The closest species to C. saccatum is C. circuliferum which distinguished from that by non-sclerotized vulval region in C. saccatum. C. diversum as another related species to C. saccatum is characterized by a complete offset head (vs. relatively offset head) and posterior position of vulva (V= 52.9-57 vs. V = 49-50).
This population of C. ettersbargense can be compared to the morphometric characteristics of previous reports that has shorter body length (0.5-0.6 mm vs. 0.6-1 mm). In members of Crassolabium having equal to less than one millimeter body length is characteristic of C. ettersbergense, C. medianum, C. pumilum, C. goaens and C. pumilum. C. medianum species has bubble-like organs in the tail (vs. absence of them in C. ettersbergense). C. pumilum has no pars refringense, and the expanded part of the esophagus is one third of length of the esophagus (vs. absencs pars refringense in C. ettersbergense, and the above ratio is 50-60% of the esophagus).

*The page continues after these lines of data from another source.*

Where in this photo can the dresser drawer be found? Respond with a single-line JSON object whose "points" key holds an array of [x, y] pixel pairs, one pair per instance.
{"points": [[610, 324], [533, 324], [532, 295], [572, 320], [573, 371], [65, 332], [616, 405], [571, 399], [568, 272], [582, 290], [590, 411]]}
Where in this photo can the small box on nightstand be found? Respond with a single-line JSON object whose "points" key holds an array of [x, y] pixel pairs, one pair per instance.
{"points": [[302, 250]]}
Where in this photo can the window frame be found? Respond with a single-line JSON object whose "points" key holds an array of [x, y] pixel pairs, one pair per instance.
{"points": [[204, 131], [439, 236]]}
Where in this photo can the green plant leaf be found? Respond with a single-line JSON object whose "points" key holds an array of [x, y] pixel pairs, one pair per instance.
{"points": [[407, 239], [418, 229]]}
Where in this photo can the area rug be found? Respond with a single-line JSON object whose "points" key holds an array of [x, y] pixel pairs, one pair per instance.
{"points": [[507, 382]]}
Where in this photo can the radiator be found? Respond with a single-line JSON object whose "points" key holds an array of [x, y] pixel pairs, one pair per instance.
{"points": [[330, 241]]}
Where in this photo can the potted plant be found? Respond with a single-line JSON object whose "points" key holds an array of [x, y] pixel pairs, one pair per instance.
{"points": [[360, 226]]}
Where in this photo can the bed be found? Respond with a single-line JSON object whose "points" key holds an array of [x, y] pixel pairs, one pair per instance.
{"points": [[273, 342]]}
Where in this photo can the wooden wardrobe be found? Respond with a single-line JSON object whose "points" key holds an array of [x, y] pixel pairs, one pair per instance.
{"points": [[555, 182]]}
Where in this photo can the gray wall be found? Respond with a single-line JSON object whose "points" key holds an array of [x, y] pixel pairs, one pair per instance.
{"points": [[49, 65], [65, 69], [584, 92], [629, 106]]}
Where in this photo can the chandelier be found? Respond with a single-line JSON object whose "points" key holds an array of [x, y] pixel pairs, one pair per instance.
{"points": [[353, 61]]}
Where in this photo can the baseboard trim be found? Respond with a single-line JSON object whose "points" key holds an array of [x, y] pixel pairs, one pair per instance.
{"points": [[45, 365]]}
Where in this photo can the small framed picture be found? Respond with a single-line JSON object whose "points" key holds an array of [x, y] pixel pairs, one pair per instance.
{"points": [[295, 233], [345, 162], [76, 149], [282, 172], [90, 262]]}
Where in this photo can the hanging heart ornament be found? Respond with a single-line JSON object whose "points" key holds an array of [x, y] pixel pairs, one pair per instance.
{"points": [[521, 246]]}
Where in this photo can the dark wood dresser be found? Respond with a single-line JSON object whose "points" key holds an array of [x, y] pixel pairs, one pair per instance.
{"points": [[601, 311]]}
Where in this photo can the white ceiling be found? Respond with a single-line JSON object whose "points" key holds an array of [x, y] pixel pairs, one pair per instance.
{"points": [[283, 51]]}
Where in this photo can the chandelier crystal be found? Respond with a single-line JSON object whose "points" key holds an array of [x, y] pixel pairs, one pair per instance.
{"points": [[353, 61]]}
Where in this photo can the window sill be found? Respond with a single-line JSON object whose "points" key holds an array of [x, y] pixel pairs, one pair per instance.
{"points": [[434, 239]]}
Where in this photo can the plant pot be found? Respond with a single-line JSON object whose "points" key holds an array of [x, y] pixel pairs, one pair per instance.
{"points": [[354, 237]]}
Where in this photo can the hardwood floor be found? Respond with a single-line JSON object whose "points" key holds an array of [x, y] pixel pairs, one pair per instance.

C. goaens distinguished from C. ettersbergense with longer Odontostyle (15-17 vs. 11-12 µm). The head in C. parvulum, is different in comparing C. ettersbergense (continues vs. offset).
Crassolabium himalum comparing the main description has slightly longer tail (25-27 vs. 21-24 μm. C. himalum is comparable for morphological traits with C. neohimalum and C. porosum. The C. neohimalum is characterized by a shorter body length (1.07-1.35 mm vs. 1.32 to 1.47 mm) and the asymmetrical lips (vs. symmetrical). The C. himalum is also distinguished from C. porosum by having offset head- (vs. countinouse) and a relatively tall tail (25-27 μm versus 21).
Xiphinema uthahense is member of Xiphinema americanum - group and compared to the main description and previous reports, there was no significant difference between the morphological traits and the morphology. The species X. taylori, due to the lower coefficient b (5.6-7.5 vs. 8-8.5), has a lower coefficient (39.3 -51 vs. 61-6605) and the coefficient c 'less (0.75 - 1 vs. 1.2-1.7) can be distinguished from X. utahense species. X. pacificum is relatively longer (5.8-7.8 vs. 8-8.5).
Tylencholaimus tahatikus in morphological characteristics has similarity to T. mongolicus and T. innebus. Compared to T. mongolicus it has a longer odontostyle (10.6 - 15 μm vs. 7-6 μm), longer tail (19-22 μm vs. 14-8 μm), greater c (44-50 vs. 24-30) and c 'is less (0 / 9-7 / 0 vs 1/2 - 1). In T. innebus, V is greater (V =62-64 vs. V= 57-53) and shorter body length (0.54-0.68 mm vs. 0.95 -0.90 mm).